J-A33012-14
NON-PRECEDENTIAL DECISION – SEE SUPERIOR COURT I.O.P. 65.37
DAVID W. FISHER AND SELECTIVE : IN THE SUPERIOR COURT OF
INSURANCE COMPANY OF SOUTH : PENNSYLVANIA
CAROLINA, :
:
Appellants :
:
v. :
:
SCOTT A. EXLEY, BURSICH :
ASSOCIATES, INC., FRANK P. :
MURPHY AND MURPHY & DENGLER, :
:
Appellees : No. 1170 EDA 2014
Appeal from the Order Entered March 20, 2014,
in the Court of Common Pleas of Montgomery County,
Civil Division at No(s): 2013-11954
BEFORE: LAZARUS, WECHT, and STRASSBURGER,* JJ.

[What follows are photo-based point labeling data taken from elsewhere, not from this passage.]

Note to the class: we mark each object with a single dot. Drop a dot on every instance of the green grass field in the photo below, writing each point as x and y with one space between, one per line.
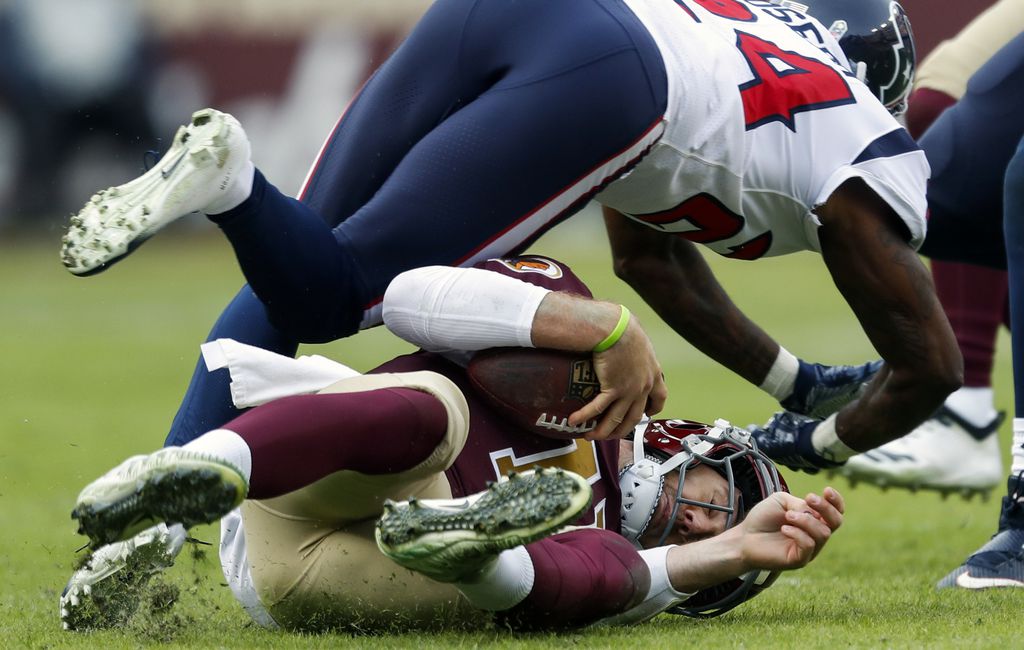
93 370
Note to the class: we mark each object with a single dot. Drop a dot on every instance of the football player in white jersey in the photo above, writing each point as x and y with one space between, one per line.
738 125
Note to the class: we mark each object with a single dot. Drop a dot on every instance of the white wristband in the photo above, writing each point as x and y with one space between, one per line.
441 308
782 376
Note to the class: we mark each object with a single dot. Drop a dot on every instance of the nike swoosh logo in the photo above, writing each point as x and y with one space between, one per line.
165 173
968 581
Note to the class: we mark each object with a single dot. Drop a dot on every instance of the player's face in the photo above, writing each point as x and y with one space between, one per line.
692 522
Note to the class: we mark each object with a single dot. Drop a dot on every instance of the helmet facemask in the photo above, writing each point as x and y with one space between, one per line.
660 447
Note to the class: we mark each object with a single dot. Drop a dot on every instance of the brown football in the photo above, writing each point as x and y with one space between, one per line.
537 389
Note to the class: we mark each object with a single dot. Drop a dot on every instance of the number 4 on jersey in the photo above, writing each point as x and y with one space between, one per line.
786 83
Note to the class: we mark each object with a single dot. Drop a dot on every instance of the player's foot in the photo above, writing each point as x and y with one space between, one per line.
208 155
1000 562
787 439
173 485
104 592
452 539
945 453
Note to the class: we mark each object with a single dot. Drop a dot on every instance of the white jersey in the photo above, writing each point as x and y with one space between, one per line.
762 126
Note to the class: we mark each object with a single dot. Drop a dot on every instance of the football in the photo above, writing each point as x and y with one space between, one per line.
537 389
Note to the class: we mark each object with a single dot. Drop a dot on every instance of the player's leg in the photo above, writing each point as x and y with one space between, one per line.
531 128
968 147
528 148
957 449
308 556
580 577
1000 562
376 436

DISSENTING MEMORANDUM BY STRASSBURGER, J.:FILED JANUARY 16, 2015
The Majority essentially holds that, because Defendants (Plaintiffs and
their attorneys in the underlying action), survived a motion for summary
judgment and a motion for nonsuit and the case was submitted to a jury,
ipso facto, Defendants had probable cause to bring the underlying action. I
respectfully disagree.
Consider a routine intersection collision case. Plaintiff testifies at his
deposition that he entered the intersection on a green light. Defendant
testifies at his deposition that the light was red. Defendant files a motion for
* Retired Senior Judge assigned to the Superior Court.
J-A33012-14
summary judgment. Obviously, the motion is denied since there is a factual
question, even aside from the Nanty-Glo1 problem.
Plaintiff’s testimony at trial is the same as at his deposition - the light
was green. Defendant moves for nonsuit. Again, it is denied, as there is a
factual question.
Finally, at the end of all testimony, Defendant moves for a directed
verdict. Once again, the motion is denied because there is a factual
question.
Thus, Plaintiff has prevailed at all three of the above-mentioned
stages. That does not mean Plaintiff had probable cause to bring the action.
He might have been lying as to the color of the light, and Defendant should
be given the opportunity to probe this issue.
1
Nanty-Glo v. American Surety Co., 163 A. 523 (1932).